Oriana Domínguez, diplômée en Sciences avec une spécialisation en Astronomie de l’Université du Chili, se consacre à l’étude de l’exoplanète PDS 70c. Une exoplanète, ou planète errante, est tout corps céleste situé en dehors de notre système solaire. La plupart orbitent autour d’autres étoiles, mais certaines dérivent librement dans l’espace, sans étoile hôte. PDS 70c, située à environ 370 années-lumière de la Terre, effectue une orbite autour de son étoile tous les 227,5 ans, à une distance de 34 UA (unités astronomiques).

« Il est très difficile de détecter les planètes en formation, surtout lorsque l’étoile est jeune et qu’elle est encore entourée d’un disque. Nous les appelons disque protoplanétaire parce que la poussière et le gaz sont toujours très brillants. La manière typique de détecter les planètes en formation est de rechercher le signal H-alpha, qui est littéralement un saut d’énergie. Et cela se produit lorsque les températures sont élevées, c’est-à-dire dans le processus d’accrétion. »

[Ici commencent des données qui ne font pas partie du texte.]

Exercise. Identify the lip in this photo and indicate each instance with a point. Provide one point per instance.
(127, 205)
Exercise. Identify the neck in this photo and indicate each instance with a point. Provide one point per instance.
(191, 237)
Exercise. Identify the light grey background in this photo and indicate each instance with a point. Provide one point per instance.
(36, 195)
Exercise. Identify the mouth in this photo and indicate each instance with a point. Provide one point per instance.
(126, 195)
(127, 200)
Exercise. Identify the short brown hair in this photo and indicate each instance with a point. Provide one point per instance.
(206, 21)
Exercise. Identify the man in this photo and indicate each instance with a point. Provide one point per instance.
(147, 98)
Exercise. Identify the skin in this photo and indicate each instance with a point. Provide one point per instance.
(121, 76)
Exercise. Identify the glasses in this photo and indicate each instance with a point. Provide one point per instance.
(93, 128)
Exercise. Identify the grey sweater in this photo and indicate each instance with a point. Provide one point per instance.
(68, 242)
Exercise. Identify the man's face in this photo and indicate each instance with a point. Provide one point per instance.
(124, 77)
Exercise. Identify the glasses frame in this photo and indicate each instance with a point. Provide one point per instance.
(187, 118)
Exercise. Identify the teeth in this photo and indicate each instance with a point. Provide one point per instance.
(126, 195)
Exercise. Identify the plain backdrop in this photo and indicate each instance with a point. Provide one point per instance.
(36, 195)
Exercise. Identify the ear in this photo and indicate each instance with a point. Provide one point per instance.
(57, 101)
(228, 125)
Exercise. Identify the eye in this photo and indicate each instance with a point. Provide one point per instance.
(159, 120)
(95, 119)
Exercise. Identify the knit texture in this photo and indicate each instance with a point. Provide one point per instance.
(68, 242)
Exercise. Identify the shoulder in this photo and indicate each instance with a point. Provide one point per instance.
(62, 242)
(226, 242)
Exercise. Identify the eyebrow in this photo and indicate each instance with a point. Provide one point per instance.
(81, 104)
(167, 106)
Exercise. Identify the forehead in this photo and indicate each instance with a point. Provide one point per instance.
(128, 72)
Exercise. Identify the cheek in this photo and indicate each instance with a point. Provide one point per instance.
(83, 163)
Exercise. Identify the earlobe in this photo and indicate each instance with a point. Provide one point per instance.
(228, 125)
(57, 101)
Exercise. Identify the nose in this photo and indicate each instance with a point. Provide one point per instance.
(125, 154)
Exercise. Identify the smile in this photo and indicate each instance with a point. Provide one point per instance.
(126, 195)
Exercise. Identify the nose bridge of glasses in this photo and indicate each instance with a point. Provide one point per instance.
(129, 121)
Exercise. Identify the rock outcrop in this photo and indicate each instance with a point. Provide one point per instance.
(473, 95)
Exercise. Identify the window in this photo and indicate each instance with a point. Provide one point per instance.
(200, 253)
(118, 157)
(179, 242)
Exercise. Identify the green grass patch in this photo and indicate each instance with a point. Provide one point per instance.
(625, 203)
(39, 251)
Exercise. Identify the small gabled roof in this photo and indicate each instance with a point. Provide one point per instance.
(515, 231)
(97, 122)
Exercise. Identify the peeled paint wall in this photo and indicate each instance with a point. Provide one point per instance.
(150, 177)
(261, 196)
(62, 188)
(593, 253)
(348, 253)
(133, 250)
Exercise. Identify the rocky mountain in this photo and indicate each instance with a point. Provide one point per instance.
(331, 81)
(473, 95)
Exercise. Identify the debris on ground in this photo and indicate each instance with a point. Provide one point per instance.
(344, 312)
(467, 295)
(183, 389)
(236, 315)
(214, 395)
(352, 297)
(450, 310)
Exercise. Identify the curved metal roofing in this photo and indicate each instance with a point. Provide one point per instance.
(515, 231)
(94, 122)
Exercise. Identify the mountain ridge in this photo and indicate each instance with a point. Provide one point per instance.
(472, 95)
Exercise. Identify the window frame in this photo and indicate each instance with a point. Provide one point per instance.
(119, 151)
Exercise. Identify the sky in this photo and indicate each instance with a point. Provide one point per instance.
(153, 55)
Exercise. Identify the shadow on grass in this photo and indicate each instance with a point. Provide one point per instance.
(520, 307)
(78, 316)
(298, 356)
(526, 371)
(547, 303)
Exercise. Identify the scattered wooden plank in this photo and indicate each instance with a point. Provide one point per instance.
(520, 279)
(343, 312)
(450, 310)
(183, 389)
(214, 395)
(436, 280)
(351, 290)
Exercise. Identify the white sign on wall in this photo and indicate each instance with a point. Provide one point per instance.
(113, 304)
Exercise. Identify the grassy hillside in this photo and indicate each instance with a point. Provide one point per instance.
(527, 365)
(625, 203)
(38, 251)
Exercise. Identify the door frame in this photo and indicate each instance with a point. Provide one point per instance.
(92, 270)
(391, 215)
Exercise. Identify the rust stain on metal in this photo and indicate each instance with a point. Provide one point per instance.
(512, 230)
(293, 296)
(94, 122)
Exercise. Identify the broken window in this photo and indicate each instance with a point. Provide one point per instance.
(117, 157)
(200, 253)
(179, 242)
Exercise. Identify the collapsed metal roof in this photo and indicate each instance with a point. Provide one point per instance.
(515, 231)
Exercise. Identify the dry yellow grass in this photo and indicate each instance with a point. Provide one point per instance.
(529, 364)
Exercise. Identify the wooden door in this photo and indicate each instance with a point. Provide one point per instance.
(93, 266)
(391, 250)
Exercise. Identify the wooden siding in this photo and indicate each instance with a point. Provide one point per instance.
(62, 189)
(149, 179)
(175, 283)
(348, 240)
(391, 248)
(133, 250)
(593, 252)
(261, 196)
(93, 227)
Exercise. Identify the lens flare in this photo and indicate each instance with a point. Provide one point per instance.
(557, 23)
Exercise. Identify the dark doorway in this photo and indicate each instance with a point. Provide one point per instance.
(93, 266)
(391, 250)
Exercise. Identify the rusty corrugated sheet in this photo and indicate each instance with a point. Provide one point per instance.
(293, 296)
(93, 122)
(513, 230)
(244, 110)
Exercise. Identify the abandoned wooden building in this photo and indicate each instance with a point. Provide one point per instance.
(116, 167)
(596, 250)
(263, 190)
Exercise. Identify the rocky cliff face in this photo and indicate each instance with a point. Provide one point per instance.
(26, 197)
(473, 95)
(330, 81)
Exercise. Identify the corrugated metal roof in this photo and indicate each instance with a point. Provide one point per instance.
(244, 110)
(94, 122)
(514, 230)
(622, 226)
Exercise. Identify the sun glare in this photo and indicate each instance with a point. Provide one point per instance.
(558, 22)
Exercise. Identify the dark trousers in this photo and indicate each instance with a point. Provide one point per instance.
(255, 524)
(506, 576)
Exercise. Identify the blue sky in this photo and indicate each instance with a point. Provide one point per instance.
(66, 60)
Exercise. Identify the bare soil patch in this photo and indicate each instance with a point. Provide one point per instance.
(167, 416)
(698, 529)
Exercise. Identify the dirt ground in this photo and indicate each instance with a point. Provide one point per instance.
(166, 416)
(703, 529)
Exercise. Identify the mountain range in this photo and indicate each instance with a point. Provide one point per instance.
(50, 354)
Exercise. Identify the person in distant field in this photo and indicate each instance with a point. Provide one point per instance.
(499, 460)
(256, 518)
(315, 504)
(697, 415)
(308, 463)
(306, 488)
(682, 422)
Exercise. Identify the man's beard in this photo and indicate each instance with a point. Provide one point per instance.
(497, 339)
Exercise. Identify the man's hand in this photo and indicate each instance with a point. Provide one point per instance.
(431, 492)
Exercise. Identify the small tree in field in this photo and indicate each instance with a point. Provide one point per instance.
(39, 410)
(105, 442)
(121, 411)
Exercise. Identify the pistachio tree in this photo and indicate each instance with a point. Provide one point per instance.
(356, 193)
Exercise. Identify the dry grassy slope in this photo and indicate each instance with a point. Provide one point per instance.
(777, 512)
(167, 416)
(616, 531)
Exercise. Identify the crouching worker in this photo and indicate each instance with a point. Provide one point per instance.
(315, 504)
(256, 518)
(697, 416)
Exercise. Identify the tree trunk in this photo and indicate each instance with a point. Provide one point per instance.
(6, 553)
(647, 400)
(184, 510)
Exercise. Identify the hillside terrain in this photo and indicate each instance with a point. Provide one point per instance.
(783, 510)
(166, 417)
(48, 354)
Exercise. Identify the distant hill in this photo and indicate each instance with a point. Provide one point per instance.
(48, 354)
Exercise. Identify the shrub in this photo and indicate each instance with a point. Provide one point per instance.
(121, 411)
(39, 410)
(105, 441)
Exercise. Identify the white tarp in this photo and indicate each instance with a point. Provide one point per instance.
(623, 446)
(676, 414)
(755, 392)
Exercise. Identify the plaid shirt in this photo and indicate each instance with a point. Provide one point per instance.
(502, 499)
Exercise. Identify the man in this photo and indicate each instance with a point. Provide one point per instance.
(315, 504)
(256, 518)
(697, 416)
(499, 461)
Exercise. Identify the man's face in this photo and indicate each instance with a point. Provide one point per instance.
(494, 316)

Oriana Domínguez, étudiante en sciences

Les récentes observations d’ALMA, auxquelles Oriana Domínguez a participé, ont permis de déterminer que le signal détecté autour de PDS 70c provient de gaz ionisé, et non de poussière. Cette découverte est essentielle car elle révèle comment les planètes en formation absorbent la matière de leur environnement. De plus, PDS 70c possède son propre disque circumplanétaire, ce qui suggère la possibilité de la formation de lunes autour de cette jeune géante gazeuse.

PDS 70c est une étoile jeune, âgée d’environ 5 millions d’années – une fraction de l’âge de notre Soleil, qui compte 5 milliards d’années. « Elle est très similaire au Soleil et est toujours entourée d’un disque, explique Oriana Domínguez dans une interview accordée à Étoiles du rock. La particularité de ce système est qu’il abrite deux protoplanètes détectées par imagerie directe grâce au signal H-alpha, et également visibles dans l’infrarouge et par les ondes radio d’ALMA. »

L’équipe de recherche souligne qu’il s’agit de la première fois au monde qu’il est possible d’étudier la formation d’une planète par imagerie directe. Pour déterminer si l’enveloppe de l’étoile est constituée de poussière ou de gaz, les scientifiques utilisent des simulations hydrodynamiques et des équations de fluides. « Nous avons réalisé des observations dans quatre bandes, avec quatre fréquences différentes, allant de 97 GHz à 670 GHz. Et nous avons également utilisé différentes longueurs d’onde, avec les bandes 3, 4, 7 et 9 », précise Oriana Domínguez.

Les tests ont confirmé que PDS 70c est une géante gazeuse en raison de sa masse importante. « Cette protoplanète est située à 34 UA, soit plus loin de son étoile que Neptune ne l’est du Soleil. Nous pouvons mesurer son mouvement, ce qui nous permet de calculer son orbite et sa masse. Par exemple, il lui faut plus de 200 ans pour effectuer une orbite complète, et nous n’avons observé que pendant quatre ans », ajoute-t-elle.

Enfin, Oriana Domínguez évoque les perspectives futures de cette recherche. Étant donné la faible quantité de poussière autour de PDS 70c, il est possible qu’il n’y ait pas suffisamment de matière pour former des lunes, contrairement à Jupiter. « La question de la formation des lunes reste donc ouverte. De nombreuses exoplanètes sont détectées, et les scientifiques tentent de trouver des lunes autour de ces exoplanètes. J’aimerais me consacrer à ce domaine de la science planétaire, en caractérisant par exemple les lunes de Jupiter », conclut-elle.